Improving the Sensitivity of the Prediction of Intractable Childhood Epilepsy
Abstract number :
3.256
Submission category :
Year :
2000
Submission ID :
1044
Source :
www.aesnet.org
Presentation date :
12/2/2000 12:00:00 AM
Published date :
Dec 1, 2000, 06:00 AM
Authors :
Gerald P Novak, Schneider Children's Hosp, New Hyde Park, NY.
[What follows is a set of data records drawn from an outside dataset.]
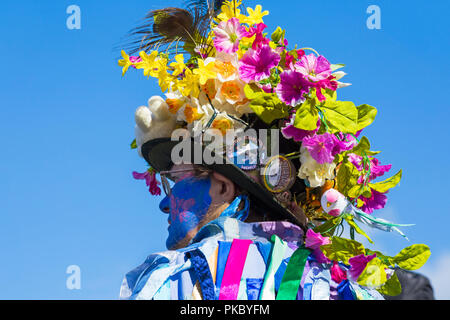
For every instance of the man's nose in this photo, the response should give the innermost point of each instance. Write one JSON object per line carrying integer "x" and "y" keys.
{"x": 164, "y": 205}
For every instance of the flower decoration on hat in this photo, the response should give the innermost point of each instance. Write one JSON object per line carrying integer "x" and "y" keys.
{"x": 236, "y": 70}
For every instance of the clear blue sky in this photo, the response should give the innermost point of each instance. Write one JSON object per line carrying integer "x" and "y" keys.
{"x": 67, "y": 196}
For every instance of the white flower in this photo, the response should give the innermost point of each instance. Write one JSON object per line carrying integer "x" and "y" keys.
{"x": 315, "y": 172}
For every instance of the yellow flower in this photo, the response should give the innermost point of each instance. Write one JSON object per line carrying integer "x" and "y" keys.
{"x": 189, "y": 85}
{"x": 147, "y": 63}
{"x": 179, "y": 65}
{"x": 222, "y": 124}
{"x": 255, "y": 16}
{"x": 191, "y": 114}
{"x": 125, "y": 62}
{"x": 230, "y": 10}
{"x": 205, "y": 72}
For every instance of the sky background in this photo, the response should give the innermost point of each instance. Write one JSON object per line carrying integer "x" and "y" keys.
{"x": 67, "y": 196}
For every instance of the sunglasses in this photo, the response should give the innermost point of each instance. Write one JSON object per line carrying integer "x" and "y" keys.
{"x": 168, "y": 176}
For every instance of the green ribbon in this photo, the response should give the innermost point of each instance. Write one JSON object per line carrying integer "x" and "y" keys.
{"x": 278, "y": 251}
{"x": 292, "y": 277}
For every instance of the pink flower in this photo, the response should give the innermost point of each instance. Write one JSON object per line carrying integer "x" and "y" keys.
{"x": 228, "y": 33}
{"x": 314, "y": 241}
{"x": 255, "y": 65}
{"x": 337, "y": 274}
{"x": 260, "y": 40}
{"x": 290, "y": 58}
{"x": 150, "y": 179}
{"x": 375, "y": 202}
{"x": 313, "y": 68}
{"x": 291, "y": 132}
{"x": 328, "y": 83}
{"x": 292, "y": 87}
{"x": 357, "y": 265}
{"x": 321, "y": 147}
{"x": 134, "y": 59}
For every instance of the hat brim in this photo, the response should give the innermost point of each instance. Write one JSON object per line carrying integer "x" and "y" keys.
{"x": 158, "y": 153}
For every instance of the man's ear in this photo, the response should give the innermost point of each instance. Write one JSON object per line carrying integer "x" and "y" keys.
{"x": 222, "y": 188}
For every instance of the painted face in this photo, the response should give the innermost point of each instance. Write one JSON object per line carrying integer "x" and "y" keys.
{"x": 188, "y": 203}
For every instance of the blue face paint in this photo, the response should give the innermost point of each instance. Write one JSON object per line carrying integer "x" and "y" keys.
{"x": 188, "y": 203}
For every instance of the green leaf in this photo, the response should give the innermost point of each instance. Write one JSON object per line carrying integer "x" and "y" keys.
{"x": 327, "y": 228}
{"x": 269, "y": 107}
{"x": 374, "y": 274}
{"x": 341, "y": 116}
{"x": 337, "y": 66}
{"x": 413, "y": 257}
{"x": 277, "y": 35}
{"x": 392, "y": 287}
{"x": 353, "y": 224}
{"x": 342, "y": 249}
{"x": 387, "y": 184}
{"x": 252, "y": 91}
{"x": 307, "y": 116}
{"x": 366, "y": 115}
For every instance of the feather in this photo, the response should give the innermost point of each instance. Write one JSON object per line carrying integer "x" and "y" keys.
{"x": 175, "y": 30}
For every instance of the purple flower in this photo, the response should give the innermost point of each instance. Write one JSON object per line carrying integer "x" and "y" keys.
{"x": 291, "y": 132}
{"x": 292, "y": 87}
{"x": 313, "y": 68}
{"x": 227, "y": 35}
{"x": 376, "y": 201}
{"x": 337, "y": 274}
{"x": 321, "y": 147}
{"x": 150, "y": 180}
{"x": 314, "y": 241}
{"x": 358, "y": 264}
{"x": 260, "y": 40}
{"x": 255, "y": 65}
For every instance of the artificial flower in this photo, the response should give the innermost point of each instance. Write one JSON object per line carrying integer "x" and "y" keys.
{"x": 320, "y": 147}
{"x": 227, "y": 35}
{"x": 313, "y": 68}
{"x": 375, "y": 202}
{"x": 292, "y": 88}
{"x": 315, "y": 173}
{"x": 337, "y": 274}
{"x": 125, "y": 63}
{"x": 147, "y": 62}
{"x": 257, "y": 32}
{"x": 255, "y": 65}
{"x": 314, "y": 241}
{"x": 255, "y": 16}
{"x": 289, "y": 131}
{"x": 357, "y": 265}
{"x": 178, "y": 66}
{"x": 205, "y": 70}
{"x": 150, "y": 179}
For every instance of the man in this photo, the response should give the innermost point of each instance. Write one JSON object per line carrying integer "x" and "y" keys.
{"x": 257, "y": 215}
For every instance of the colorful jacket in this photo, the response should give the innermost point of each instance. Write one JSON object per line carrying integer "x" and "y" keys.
{"x": 233, "y": 260}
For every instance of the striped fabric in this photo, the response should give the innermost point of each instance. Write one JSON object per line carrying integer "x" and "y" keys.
{"x": 230, "y": 259}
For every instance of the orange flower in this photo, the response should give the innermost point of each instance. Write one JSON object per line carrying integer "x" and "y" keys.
{"x": 191, "y": 114}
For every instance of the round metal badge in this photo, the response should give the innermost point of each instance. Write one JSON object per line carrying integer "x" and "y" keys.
{"x": 278, "y": 174}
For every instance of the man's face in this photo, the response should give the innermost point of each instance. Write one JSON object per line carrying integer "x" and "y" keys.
{"x": 187, "y": 205}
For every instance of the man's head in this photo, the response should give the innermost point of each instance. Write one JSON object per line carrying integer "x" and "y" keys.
{"x": 196, "y": 196}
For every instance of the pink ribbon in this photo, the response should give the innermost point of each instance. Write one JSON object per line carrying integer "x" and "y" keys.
{"x": 233, "y": 269}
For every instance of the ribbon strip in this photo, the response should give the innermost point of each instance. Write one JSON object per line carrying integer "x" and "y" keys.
{"x": 278, "y": 251}
{"x": 201, "y": 269}
{"x": 233, "y": 269}
{"x": 293, "y": 275}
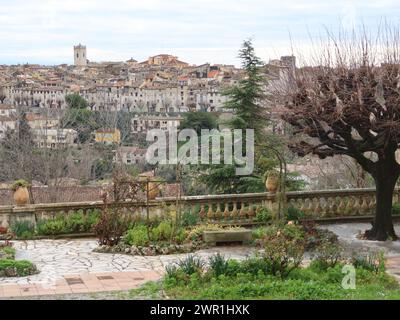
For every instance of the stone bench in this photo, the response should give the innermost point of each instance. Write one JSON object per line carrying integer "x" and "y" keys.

RATIONALE: To compare the sensitivity and specificity of two methods of identifying children at risk for intractable epilepsy. METHODS: The study included 267 children with epilepsy (2 or more unprovoked seizures, age of onset 1 month - 18 years, treated with at least 1 antiepileptic drug and followed at least 1 year). From retrospective chart review, 73 were identified who were intractable at the last followup visit (? 1 seizure/month for at least 6 months, treatment with at least 2 antiepileptic drugs). RESULTS: Univariate analysis identified 10 variables associated with intractability: younger age of onset, remote symptomatic or progressive etiology, mental retardation (MR), seizure type (infantile spasms and myoclonic, generalized tonic or atonic seizures), abnormal electroencephalography (background abnormalities and epileptiform features), and abnormal neuroimaging. Multiple logistic regression (SPSS for Windows, version 6.1) identified 4 independent variables: age, MR (odds ratio (OR)= 2.98, 95% confidence interval (CI)=1.01,8.83), myoclonus (OR=1.88, CI=1.21,2.91), and generalized tonic seizures (OR=1.75, CI=1.21,2.53). These correctly classified 23/68 intractable and 184/189 non-intractable patients (positive and negative predictive values (PPV and NPV), 82 % and 80%, respectively). A classification tree algorithm (CART for windows, version 3.21) independently selected the same 4 variables, and correctly classified 38/73 intractable and 182/194 nonintractable patients (PPV=76%, NPV=84%). Correctly classified intractable cases include 22 with MR and myoclonus, 14 with MR, neuroimaging abnormalities, and onset before 21 months of age, and 2 with MR, generalized tonic seizures, and onset after 20 months of age. Missed cases included 17 without MR, and 18 with MR (11 without myoclonus or neuroimaging abnormalities and 8 with onset after 20 months of age). CONCLUSIONS: Classification tree algorithms may be useful in identifying children at risk for intractable epilepsy.